Intraoperative endoscopic view following completion of Draf 2B procedure. [Color figure can be viewed in the online issue, which is available at wileyonlinelibrary.com.]

The additional visualization offered by initial balloon dilation makes other instrumentation safer, with the surgeon avoiding relatively blind removal of scar tissue that could result in inadvertent entry into the orbit or skull base. However, in cases involving complete frontal outflow tract obstruction preventing passage of the guide wire initially, we utilize small curettes and seekers to carefully establish the correct pathway until sufficient diameter is achieved to pass the deflated balloon catheter. The surgeon could continue to remove tissue with other instruments, but in our experience this results in increased bleeding, poorer visualization, and greater operative time compared to balloon dilation.

Regarding safety of drilling, Scott et al. performed a systematic review of Draf III procedures and cited a higher risk of cerebrospinal fluid leak with the Draf III compared with the osteoplastic flap approach.6 Theoretically, and certainly not proven with data, lack of clear visualization might contribute to the risk of damaging vital structures. For example, contact of instruments with the posterior frontal table is particularly difficult to appreciate in a two-dimensional view without depth of field. We have illustrated the spatial advantage gained by using the balloon and believe that combined with a detailed understanding of anatomy, this visualization contributes to reducing the risk of damage to the posterior frontal table, orbit, or lateral lamella of the cribriform plate. Previous studies have documented the safety of the balloon catheter dilation technique, including those specific to the frontal sinus.4, 7–9

It is reasonable to anticipate that the balloon would have difficulty in dilating dense scar. Anecdotally, we have observed that the balloon pressure consistently dilates these areas albeit to a lesser extent than for segments of softer scar. In the event that balloon inflation does not achieve dilation of sufficient diameter to insert the drill, standard dissection should continue. If an outflow tract cannot be established, in accordance with the safety issues mentioned above, the surgeon might consider a trephination to identify the FSOT from above.

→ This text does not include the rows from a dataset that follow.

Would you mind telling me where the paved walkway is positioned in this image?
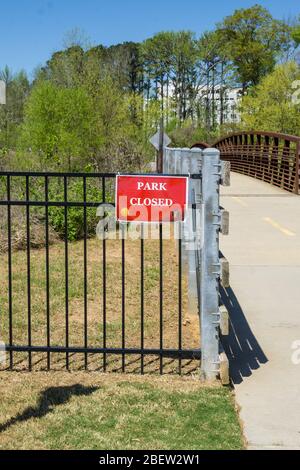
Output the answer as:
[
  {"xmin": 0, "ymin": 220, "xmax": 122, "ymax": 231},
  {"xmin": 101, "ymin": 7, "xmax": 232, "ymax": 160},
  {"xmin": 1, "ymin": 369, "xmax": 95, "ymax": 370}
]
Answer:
[{"xmin": 221, "ymin": 173, "xmax": 300, "ymax": 449}]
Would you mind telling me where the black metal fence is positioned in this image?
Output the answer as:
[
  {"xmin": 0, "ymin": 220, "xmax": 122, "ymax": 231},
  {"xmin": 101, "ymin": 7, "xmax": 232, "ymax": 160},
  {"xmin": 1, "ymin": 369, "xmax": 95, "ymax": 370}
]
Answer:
[{"xmin": 0, "ymin": 172, "xmax": 200, "ymax": 374}]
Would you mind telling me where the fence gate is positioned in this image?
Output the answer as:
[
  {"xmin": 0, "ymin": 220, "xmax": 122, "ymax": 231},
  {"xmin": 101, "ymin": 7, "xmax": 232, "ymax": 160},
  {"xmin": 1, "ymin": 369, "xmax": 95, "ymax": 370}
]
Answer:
[{"xmin": 0, "ymin": 149, "xmax": 230, "ymax": 379}]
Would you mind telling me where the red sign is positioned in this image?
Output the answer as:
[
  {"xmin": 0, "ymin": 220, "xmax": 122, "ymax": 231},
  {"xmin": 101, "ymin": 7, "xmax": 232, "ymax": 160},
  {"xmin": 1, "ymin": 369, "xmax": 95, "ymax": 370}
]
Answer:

There are several advantages to initially using the balloon to dilate the frontal outflow tract. We have found that balloon dilation itself is not technically challenging and requires minimal operative time compared with traditional dissection for soft tissue stenosis. Though not directly measured in our cases, the cost of using the balloon might be warranted by a decrease in overall operative time, and further study is required to address this issue. The illuminated tip guide wire provides guidance into the sinus and subsequent initial sinusotomy with a single instrument. The length of the balloon allows for safe dilation above what can be readily visualized with the endoscope or initially accessed with standard instruments. The balloon is also reliable in mucosal preservation and causes relatively minimal trauma. This translates into better hemostasis and better postdilation visualization for further instrumentation, such as the angled drill.

CONCLUSION

We describe the utility of the balloon as a tool for revision frontal sinusotomy to efficiently and safely allow subsequent instrumentation of the frontal outflow tract with larger more aggressive instruments, such as the drill. We have found this to be a safe and effective technique provided proper preoperative patient selection and assessment for limiting factors.